I looked at it, and it is very good: good baselines, explanations, visualizations and going deeper than a typical "it is a black box but if you copy & paste it will work".
Jane Street is noted for its use of OCaml, so it's interesting to see that their researchers do indeed use Python (judging from the code in that post, at least).
There is a project that aims to bring NN/ML/DL/RL (along with other scientific computations) in the OCaml world - Owl[1]. They also have a list[2] of the potentially interesting ideas for new contributors to take.
This is a popularization of things already published in open papers, so it does not reveal anything specific about their activities. Any place employing deep ML practitioners could have written this.

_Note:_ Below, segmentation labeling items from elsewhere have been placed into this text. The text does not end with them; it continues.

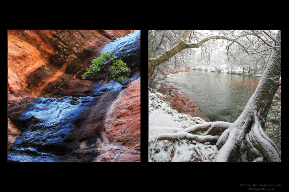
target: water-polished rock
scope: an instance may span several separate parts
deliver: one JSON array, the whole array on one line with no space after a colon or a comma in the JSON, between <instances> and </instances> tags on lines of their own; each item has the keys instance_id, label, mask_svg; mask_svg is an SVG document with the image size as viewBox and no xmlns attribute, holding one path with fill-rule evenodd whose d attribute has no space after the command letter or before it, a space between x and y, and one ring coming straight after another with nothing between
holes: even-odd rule
<instances>
[{"instance_id":1,"label":"water-polished rock","mask_svg":"<svg viewBox=\"0 0 289 192\"><path fill-rule=\"evenodd\" d=\"M140 70L140 30L116 39L104 46L100 55L105 51L114 55L116 60L121 59L132 70Z\"/></svg>"},{"instance_id":2,"label":"water-polished rock","mask_svg":"<svg viewBox=\"0 0 289 192\"><path fill-rule=\"evenodd\" d=\"M95 98L27 97L10 104L8 121L21 133L8 161L140 161L140 81Z\"/></svg>"}]
</instances>

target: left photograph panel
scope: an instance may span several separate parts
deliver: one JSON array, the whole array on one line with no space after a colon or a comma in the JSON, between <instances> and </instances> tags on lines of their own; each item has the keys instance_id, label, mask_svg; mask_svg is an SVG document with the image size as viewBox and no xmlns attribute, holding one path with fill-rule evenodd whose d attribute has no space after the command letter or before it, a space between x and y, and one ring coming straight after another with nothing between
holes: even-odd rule
<instances>
[{"instance_id":1,"label":"left photograph panel","mask_svg":"<svg viewBox=\"0 0 289 192\"><path fill-rule=\"evenodd\" d=\"M8 162L140 162L140 30L7 32Z\"/></svg>"}]
</instances>

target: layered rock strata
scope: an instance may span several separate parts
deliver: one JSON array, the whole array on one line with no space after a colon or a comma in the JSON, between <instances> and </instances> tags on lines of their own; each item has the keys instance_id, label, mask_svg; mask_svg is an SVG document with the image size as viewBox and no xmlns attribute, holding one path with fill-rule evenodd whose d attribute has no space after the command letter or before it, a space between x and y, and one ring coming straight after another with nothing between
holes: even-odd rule
<instances>
[{"instance_id":1,"label":"layered rock strata","mask_svg":"<svg viewBox=\"0 0 289 192\"><path fill-rule=\"evenodd\" d=\"M157 87L158 92L166 95L165 101L173 109L192 117L201 117L207 122L210 122L209 118L198 111L199 106L191 100L185 93L171 85L158 84L156 86Z\"/></svg>"},{"instance_id":2,"label":"layered rock strata","mask_svg":"<svg viewBox=\"0 0 289 192\"><path fill-rule=\"evenodd\" d=\"M15 140L8 161L140 161L140 83L95 98L27 97L11 104L8 137Z\"/></svg>"},{"instance_id":3,"label":"layered rock strata","mask_svg":"<svg viewBox=\"0 0 289 192\"><path fill-rule=\"evenodd\" d=\"M71 87L75 85L75 92L87 94L92 82L82 80L80 75L106 45L130 33L129 30L8 30L8 93L18 99L55 98L63 96L60 92L70 89L71 96L79 96L73 94Z\"/></svg>"},{"instance_id":4,"label":"layered rock strata","mask_svg":"<svg viewBox=\"0 0 289 192\"><path fill-rule=\"evenodd\" d=\"M9 161L140 161L140 31L130 33L8 31ZM126 88L81 78L109 44L133 69Z\"/></svg>"}]
</instances>

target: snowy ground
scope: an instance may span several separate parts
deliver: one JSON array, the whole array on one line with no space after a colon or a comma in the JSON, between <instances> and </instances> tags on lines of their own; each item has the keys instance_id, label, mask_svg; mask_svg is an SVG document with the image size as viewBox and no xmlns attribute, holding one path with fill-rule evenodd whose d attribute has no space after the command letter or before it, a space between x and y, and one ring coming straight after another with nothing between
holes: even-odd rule
<instances>
[{"instance_id":1,"label":"snowy ground","mask_svg":"<svg viewBox=\"0 0 289 192\"><path fill-rule=\"evenodd\" d=\"M214 66L197 66L194 68L190 68L190 69L197 69L198 70L203 70L205 71L216 71L217 70L216 68ZM221 71L221 73L230 73L230 72L229 70L227 69L227 64L224 64L220 65L218 69L220 69ZM249 74L248 73L243 73L243 70L242 69L235 69L233 70L233 73L236 74L239 74L241 75L248 75ZM254 76L257 76L261 77L260 74L257 74L255 75L250 74L250 75L253 75Z\"/></svg>"},{"instance_id":2,"label":"snowy ground","mask_svg":"<svg viewBox=\"0 0 289 192\"><path fill-rule=\"evenodd\" d=\"M206 123L199 117L178 113L163 100L162 94L149 88L149 162L211 161L218 151L216 145L210 142L156 139L160 134L179 132L194 125Z\"/></svg>"}]
</instances>

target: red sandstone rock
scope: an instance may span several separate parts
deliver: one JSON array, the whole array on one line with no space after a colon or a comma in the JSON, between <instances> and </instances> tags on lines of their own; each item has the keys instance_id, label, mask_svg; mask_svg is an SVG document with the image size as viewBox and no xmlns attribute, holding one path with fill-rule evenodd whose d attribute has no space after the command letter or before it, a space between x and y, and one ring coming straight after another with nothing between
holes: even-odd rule
<instances>
[{"instance_id":1,"label":"red sandstone rock","mask_svg":"<svg viewBox=\"0 0 289 192\"><path fill-rule=\"evenodd\" d=\"M8 160L140 162L140 78L95 98L27 97L11 104ZM24 134L14 142L19 129Z\"/></svg>"},{"instance_id":2,"label":"red sandstone rock","mask_svg":"<svg viewBox=\"0 0 289 192\"><path fill-rule=\"evenodd\" d=\"M188 69L187 69L186 68L184 67L180 69L178 71L171 71L170 72L170 73L172 74L174 74L174 73L182 73L183 72L188 72L190 70Z\"/></svg>"},{"instance_id":3,"label":"red sandstone rock","mask_svg":"<svg viewBox=\"0 0 289 192\"><path fill-rule=\"evenodd\" d=\"M7 132L7 152L9 153L10 150L10 146L13 144L21 132L13 123L11 122L10 119L8 118L8 129Z\"/></svg>"},{"instance_id":4,"label":"red sandstone rock","mask_svg":"<svg viewBox=\"0 0 289 192\"><path fill-rule=\"evenodd\" d=\"M8 30L8 93L19 98L47 97L44 90L51 90L53 86L47 86L57 85L62 75L81 79L105 45L131 33L105 31L105 35L98 30Z\"/></svg>"},{"instance_id":5,"label":"red sandstone rock","mask_svg":"<svg viewBox=\"0 0 289 192\"><path fill-rule=\"evenodd\" d=\"M116 37L130 33L129 30L8 31L8 152L21 134L19 129L23 131L33 127L29 131L39 130L44 132L43 134L37 134L37 136L29 132L29 134L25 134L21 140L17 140L17 145L21 146L23 139L30 142L29 145L32 147L36 145L34 147L40 152L60 155L58 161L140 161L140 78L122 91L119 94L121 97L117 97L119 92L105 94L96 98L96 104L92 104L89 102L90 100L88 101L83 98L61 98L67 96L76 97L99 96L96 93L95 89L99 84L101 86L98 91L102 92L101 94L109 92L110 89L115 92L113 90L116 86L111 85L110 82L104 83L103 80L96 83L83 80L79 79L80 75L91 64L92 59L98 56L106 44ZM140 39L138 41L140 43ZM140 57L138 57L130 59L139 60ZM140 62L136 63L138 63L139 66L140 64ZM121 90L121 85L119 87ZM51 98L39 100L39 98L34 98L36 97L61 98L56 101ZM117 98L117 102L111 106ZM67 107L64 104L66 99L73 105L79 103L79 109L76 109L71 113L62 113ZM57 110L53 111L52 110L55 105L48 104L52 102L63 103L60 106L64 108L57 107ZM86 112L82 111L86 103L88 105ZM45 109L43 110L40 109L43 108ZM107 113L108 110L112 108L113 112ZM36 114L42 111L51 113L49 115L45 113L46 115L41 118L36 115L34 115L34 117L29 115L29 118L21 119L22 115L30 111L29 110ZM80 114L75 117L76 112ZM51 123L42 124L45 118L51 118L51 115L58 114L57 113L60 115L56 115ZM64 114L69 118L61 118ZM105 123L111 126L105 127ZM66 123L66 121L72 122L75 127L61 125ZM68 128L75 129L75 131L62 132L60 130ZM60 134L55 132L58 129ZM55 144L46 142L45 138L52 136L51 134L57 139ZM96 147L90 148L88 145L95 140ZM62 143L63 140L64 142ZM56 145L53 145L55 144ZM70 156L60 155L67 155L69 150L75 149L71 152ZM17 152L17 147L13 150L14 152ZM25 155L30 155L31 151L27 150L29 153ZM26 150L21 151L20 155L25 155ZM45 155L40 153L41 158L52 158L50 155L45 157Z\"/></svg>"},{"instance_id":6,"label":"red sandstone rock","mask_svg":"<svg viewBox=\"0 0 289 192\"><path fill-rule=\"evenodd\" d=\"M108 138L121 142L134 152L123 155L122 160L140 161L140 78L122 91L107 113L105 123ZM102 161L103 159L99 160Z\"/></svg>"},{"instance_id":7,"label":"red sandstone rock","mask_svg":"<svg viewBox=\"0 0 289 192\"><path fill-rule=\"evenodd\" d=\"M210 122L210 119L197 111L199 106L190 100L186 93L174 86L160 85L157 90L166 95L165 101L173 109L181 113L189 114L192 117L201 117L207 122Z\"/></svg>"}]
</instances>

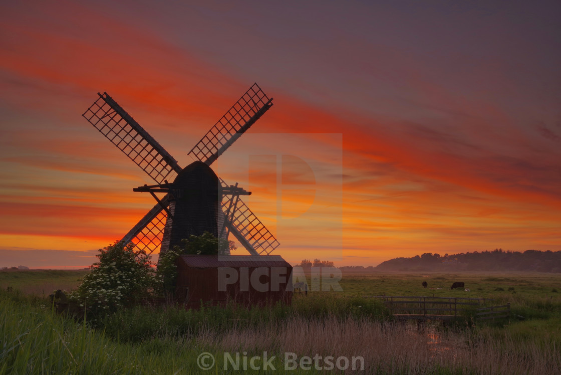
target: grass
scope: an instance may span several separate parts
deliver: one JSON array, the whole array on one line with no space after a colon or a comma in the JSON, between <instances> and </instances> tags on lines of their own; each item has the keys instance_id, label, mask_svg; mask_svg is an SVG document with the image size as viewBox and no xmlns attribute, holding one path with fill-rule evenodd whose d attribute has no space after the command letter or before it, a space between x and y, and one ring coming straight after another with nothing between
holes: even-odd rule
<instances>
[{"instance_id":1,"label":"grass","mask_svg":"<svg viewBox=\"0 0 561 375\"><path fill-rule=\"evenodd\" d=\"M26 294L47 296L53 290L71 291L81 282L86 270L34 269L0 271L0 289L10 287Z\"/></svg>"},{"instance_id":2,"label":"grass","mask_svg":"<svg viewBox=\"0 0 561 375\"><path fill-rule=\"evenodd\" d=\"M33 276L31 283L39 278ZM211 372L222 373L223 353L251 356L264 351L277 357L273 363L281 373L318 372L313 366L284 371L281 360L288 351L298 358L362 356L365 369L360 372L368 374L553 374L561 368L561 299L551 290L559 287L559 280L543 274L355 275L342 280L342 293L296 294L290 307L137 307L99 322L95 329L53 314L42 296L3 290L0 374L210 373L196 364L203 351L217 357L221 369ZM26 289L25 281L13 280ZM429 287L463 281L472 291L450 291L449 286L423 290L422 281ZM494 298L496 304L510 302L513 312L526 318L447 329L429 323L420 334L413 324L395 324L379 301L367 298L382 287L388 295ZM494 291L498 287L505 291Z\"/></svg>"}]
</instances>

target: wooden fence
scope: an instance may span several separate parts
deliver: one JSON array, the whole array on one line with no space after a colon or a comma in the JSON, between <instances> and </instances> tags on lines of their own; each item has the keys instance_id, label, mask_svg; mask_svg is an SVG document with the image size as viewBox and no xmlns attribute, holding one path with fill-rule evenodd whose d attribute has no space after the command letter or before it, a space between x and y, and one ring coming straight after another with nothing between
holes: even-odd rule
<instances>
[{"instance_id":1,"label":"wooden fence","mask_svg":"<svg viewBox=\"0 0 561 375\"><path fill-rule=\"evenodd\" d=\"M480 306L488 298L424 297L418 296L375 296L394 317L400 319L449 320L473 306Z\"/></svg>"}]
</instances>

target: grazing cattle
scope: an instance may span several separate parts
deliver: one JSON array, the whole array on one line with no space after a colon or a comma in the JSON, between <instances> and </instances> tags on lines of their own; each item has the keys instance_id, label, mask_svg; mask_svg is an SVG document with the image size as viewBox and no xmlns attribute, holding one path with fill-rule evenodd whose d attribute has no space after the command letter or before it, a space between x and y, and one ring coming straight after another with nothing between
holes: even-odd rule
<instances>
[{"instance_id":1,"label":"grazing cattle","mask_svg":"<svg viewBox=\"0 0 561 375\"><path fill-rule=\"evenodd\" d=\"M463 282L462 282L461 281L456 281L453 284L452 284L452 286L450 287L450 289L451 290L456 288L463 288L463 287L464 285Z\"/></svg>"}]
</instances>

It could even be a red herring, as the most popular application of batch norm is to Deep CNNs, and those are mostly used on computer vision problems. CV does not seem important for option pricing, which is AFAIK Jane Street's big money maker. Of course I can be very wrong about this. People have tried image data as auxiliary inputs to financial data. Or you can apply Deep CNNs to 1D data like timeseries - see WaveNet applied to timeseries forecasting.
I wasn't familiar with batch normalization before, but I've had to do something similar before in Stan to enforce that some model parameters (not data) were exactly mean of 0 and standard deviation of 1.
Wow. You straight up copy-pasted the top reddit comment on this article from 5 months ago [0]. Funny thing is that that the article mentions making corrections due to that comment (also 5 months ago) so your stolen comment isn't even relevant anymore.
https://twitter.com/dcpage3/status/1141700299071066112
Disclaimer: I work at Myrtle!